Ilustrasi Pajak(JIBI/Harian Jogja - Reuters)
06 Oktober 2016 09:20 WIB Sunartono Jogja Share :

Amnesti pajak juga dilakukan Sultan.

Harianjogja.com, JOGJA - Gubernur DIY yang juga Raja Ngayogyakarta Hadiningrat Sri Sultan Hamengku Buwono X membayar tebusan sebagai wajib pajak dalam program pengampunan pajak. Fakta itu diketahui setelah rombongan Kantor Wilayah (Kanwil) Direktorat Jenderal Pajak (DJP) DIY menyerahkan surat pengampunan harta (SPH) di Gedhong Wilis, Kompleks Kepatihan, Kantor Gubernur DIY, Danurejan, Kota Jogja, Rabu (5/10/2016). Meski demikian, jumlah tebusan yang dibayarkan dirahasiakan dengan alasan setiap wajib pajak (WP) dilindungi undang-undang.
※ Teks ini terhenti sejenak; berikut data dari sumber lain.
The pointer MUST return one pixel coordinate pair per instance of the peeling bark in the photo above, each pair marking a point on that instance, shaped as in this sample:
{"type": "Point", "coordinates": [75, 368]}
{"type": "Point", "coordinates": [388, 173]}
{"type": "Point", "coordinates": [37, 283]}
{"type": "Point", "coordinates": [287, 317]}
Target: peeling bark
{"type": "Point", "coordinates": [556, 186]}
Kepala Kanwil Ditjen Pajak DIY Yuli Kristiyono mengakui Sultan membayar tebusan itu kapasitasnya sebagai wajib pajak perorangan atau pribadi. Hanya saja, Yuli enggan menyampaikan besaran tebusan yang dibayarkan Sultan, dengan alasan, ia dilindungi oleh UU No. 11/2016 tentang pengampunan pajak, untuk merahasikan WP. Meski Sultan merupakan pejabat publik, namun Yuli menegaskan, UU No. 11/2016 mengamanatakan tidak membedakan pejabat publik atau bukan, bahwa semua wajib pajak harus dilindungi.

"Itu undang-undang yang melindungi saya untuk tidak ngomong, jadi mohon maaf," ucapnya, di Kompleks Kepatihan, Rabu (5/10/2016).
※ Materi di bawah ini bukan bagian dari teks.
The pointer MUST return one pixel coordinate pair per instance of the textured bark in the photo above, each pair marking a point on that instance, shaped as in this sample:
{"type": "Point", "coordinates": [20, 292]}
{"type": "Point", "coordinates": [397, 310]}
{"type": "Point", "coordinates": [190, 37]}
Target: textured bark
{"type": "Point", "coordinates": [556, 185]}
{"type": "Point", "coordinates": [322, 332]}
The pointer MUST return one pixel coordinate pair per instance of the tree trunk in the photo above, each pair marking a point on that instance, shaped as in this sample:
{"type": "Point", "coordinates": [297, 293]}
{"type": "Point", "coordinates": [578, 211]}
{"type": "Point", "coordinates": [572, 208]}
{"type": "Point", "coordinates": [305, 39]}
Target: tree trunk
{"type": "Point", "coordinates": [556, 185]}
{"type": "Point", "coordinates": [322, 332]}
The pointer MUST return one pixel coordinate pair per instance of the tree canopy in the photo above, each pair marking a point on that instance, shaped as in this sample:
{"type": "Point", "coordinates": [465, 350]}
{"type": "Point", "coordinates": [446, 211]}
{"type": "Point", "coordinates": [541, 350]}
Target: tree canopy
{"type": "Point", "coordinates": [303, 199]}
Menurutnya, di lingkungan Kraton Jogja, Sultan HB X bukanlah orang pertama yang menyampaikan SSP dan membayar setoran dalam rangka pengampunan pajak. Sebelumnya sudah ada beberapa dari lingkungan Kraton, hanya saja Yuli tidak menghafal identitasnya. Selain itu dalam SSP tidak disebutkan identitas detail dari lingkungan Kraton atau bukan, yang jelas, kata dia, mereka adalah wajib pajak.

"Saya tidak ingat karena identitasnya kan bukan ini dari mananya, jadi itu per WP [wajib pajak]. Saya tidak tahu persis, yang teman-teman tahu mungkin Gusti Hadi dan beberapa lain [dari Kraton] yang sudah. Kepala daerah di DIY [kabupaten/kota] juga sudah," ungkapnya.
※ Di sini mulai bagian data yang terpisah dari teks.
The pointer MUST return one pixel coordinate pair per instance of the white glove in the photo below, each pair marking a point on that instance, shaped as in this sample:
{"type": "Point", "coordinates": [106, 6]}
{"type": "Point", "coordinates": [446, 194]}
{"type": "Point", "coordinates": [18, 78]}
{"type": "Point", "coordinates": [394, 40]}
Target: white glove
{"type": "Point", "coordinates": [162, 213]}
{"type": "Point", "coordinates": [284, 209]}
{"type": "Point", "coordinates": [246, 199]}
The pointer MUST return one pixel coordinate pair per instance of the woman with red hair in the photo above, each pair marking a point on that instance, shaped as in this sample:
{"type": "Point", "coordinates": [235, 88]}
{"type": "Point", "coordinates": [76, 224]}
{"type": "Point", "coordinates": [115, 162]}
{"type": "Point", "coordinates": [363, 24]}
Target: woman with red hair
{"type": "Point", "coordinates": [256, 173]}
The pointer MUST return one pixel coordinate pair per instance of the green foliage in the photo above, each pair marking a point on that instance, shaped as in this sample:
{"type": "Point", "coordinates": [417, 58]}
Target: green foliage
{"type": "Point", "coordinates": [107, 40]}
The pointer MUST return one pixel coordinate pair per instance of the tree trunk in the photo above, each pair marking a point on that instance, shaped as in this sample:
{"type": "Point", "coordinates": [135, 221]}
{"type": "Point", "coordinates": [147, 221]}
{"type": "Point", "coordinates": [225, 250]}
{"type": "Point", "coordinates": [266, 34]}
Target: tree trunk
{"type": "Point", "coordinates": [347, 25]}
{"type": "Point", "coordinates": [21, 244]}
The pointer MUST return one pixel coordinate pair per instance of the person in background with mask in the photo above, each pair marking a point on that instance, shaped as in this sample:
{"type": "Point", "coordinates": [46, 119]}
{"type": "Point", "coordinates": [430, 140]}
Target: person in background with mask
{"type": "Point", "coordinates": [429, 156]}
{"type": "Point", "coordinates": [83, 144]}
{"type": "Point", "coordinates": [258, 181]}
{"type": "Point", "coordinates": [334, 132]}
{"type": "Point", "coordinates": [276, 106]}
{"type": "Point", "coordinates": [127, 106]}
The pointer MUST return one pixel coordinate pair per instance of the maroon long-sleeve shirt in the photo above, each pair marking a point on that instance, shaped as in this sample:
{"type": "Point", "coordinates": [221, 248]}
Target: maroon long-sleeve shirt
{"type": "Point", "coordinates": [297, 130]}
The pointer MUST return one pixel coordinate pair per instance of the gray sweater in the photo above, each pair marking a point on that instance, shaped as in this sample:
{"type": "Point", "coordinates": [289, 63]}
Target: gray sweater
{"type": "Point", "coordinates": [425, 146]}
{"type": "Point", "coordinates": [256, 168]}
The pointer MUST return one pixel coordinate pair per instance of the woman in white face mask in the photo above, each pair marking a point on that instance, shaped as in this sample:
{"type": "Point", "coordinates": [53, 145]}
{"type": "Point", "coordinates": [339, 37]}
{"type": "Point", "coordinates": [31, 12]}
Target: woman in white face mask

Ditanya perihal harta kekayaan Sultan yang belum terlaporkan sebelumnya, Yuli mengaku tidak membaca secara detail jenis hartanya. Tetapi ia menggarisbawahi bahwa dalam SSP tersebut ada beberapa harta yang belum terlaporkan. "Apakah itu deposito bunga kami tidak tahu, saya hanya nilai akhirnya saja bahwa ngarso dalem, masih ada beberapa yang belum terlaporkan sebelumnya, belum masuk dalam SPTnya," kata dia.

Berdasarkan update, Rabu (5/10/2016) kemarin terhitung sudah 4.352 wajib pajak yang menyerahkan SSP dengan nilai total tebusan Rp351,8 miliar. Kemudian harta baru dalam database perpajakan dalam program amnesti untuk wajib pajak di DIY mencapai Rp16,6 triliun.

Gubernur DIY Sri Sultan Hamengku Buwono X saat dikonfirmasi wartawan terkait keikutsertaan program pengampunan pajak, mengakui bahwa telah menyerahkan SSP secara pribadi. Hanya saja ia tak bersedia menjelaskan secara rinci terkait tebusan karena itu termasuk urusan pribadi.

"Iya surat keterangan [SPH yang diberikan oleh DJP], tetapi tidak usah tanya, atasnama pribadi," ucapnya.

"Enggaklah, atasnama pribadi, rahasia," ujarnya saat ditanya lebih rinci terkait pengampunan pajak selama berapa lama yang disetorkan.